In malga è tutto pieno, c’è gran traffico di sciatori.
Scorgo barlumi di spazio a due tavoli quadrati addossati, occupati entrambi da due persone. Mi avvicino e chiedo se possiamo starci anche noi, un adulto e un bambino.
Mi viene spontaneo, senza pensarci, un po’ come quando nei sentieri in quota incroci sconosciuti, li saluti e spesso attacchi brevi scambi su distanze, meteo e suggestioni del luogo. Sarà forse perché lassù bisogna decidere di arrivarci e arrivarci costa qualche fatica, e questo fa già una certa selezione e, insomma, come dire? ci si trova tra persone che hanno qualcosa in comune.
Perciò mi coglie di sorpresa la reazione infastidita ed ostile dello sciatore seduto al tavolo. Gli dico “Se è un problema andiamo da un’altra parte” e lui, visibilmente contrariato e rigidamente arroccato, “Be’, noi dobbiamo mangiare! Se riuscite a starci lì…”, indicando un remoto angolino.
D’istinto mi verrebbero un’espressione colorita ed una teatrale dipartita, invece mi sforzo di restare in modalità montagna: in nome della pacifica convivenza tra i popoli, unita all’oggettiva necessità di ristoro, ci adattiamo al remoto angolino.

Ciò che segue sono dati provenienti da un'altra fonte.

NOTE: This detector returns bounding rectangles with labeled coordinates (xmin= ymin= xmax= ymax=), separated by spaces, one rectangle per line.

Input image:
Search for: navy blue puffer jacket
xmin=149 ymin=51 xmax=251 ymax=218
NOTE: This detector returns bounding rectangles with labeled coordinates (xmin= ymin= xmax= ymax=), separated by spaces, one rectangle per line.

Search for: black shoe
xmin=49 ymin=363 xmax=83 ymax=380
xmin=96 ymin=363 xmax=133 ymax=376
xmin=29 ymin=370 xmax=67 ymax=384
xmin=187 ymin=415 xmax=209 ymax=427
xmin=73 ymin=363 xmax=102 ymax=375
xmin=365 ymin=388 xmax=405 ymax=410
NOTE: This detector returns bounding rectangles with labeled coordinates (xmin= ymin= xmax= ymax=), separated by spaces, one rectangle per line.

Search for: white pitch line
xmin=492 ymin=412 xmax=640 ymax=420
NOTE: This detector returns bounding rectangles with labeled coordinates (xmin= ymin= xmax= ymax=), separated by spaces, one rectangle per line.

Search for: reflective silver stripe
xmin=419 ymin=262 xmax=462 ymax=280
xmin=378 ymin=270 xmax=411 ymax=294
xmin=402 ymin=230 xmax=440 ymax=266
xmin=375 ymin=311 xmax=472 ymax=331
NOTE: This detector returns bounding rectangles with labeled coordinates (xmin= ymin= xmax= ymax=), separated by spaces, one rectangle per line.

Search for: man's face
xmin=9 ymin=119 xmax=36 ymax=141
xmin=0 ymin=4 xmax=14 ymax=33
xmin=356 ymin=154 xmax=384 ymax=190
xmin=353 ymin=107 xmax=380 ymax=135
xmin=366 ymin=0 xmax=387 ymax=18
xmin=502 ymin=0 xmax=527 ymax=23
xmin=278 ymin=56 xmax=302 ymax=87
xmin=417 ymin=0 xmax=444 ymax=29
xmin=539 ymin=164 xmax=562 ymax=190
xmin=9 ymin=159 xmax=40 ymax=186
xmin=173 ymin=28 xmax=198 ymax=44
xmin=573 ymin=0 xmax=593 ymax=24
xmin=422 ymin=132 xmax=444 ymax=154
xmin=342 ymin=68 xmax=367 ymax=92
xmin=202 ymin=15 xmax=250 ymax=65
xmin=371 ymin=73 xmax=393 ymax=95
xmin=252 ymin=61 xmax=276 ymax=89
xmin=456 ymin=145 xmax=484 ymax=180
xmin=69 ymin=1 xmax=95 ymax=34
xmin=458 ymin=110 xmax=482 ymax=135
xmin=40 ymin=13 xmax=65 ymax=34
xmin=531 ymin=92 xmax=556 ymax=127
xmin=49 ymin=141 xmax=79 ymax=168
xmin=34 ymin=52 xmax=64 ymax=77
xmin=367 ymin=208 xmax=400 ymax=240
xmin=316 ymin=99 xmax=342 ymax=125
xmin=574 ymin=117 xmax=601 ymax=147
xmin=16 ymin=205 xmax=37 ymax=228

Il resto è normale condivisione di spazi in malga, più un paio di domande:
1) chissà se a livello del mare avrei chiesto di sedermi ad un tavolo già occupato, e chissà come avrei reagito io ad una tale richiesta;
2) se un migliaio di metri in verticale fanno questo effetto, figurarsi i chilometri in orizzontale.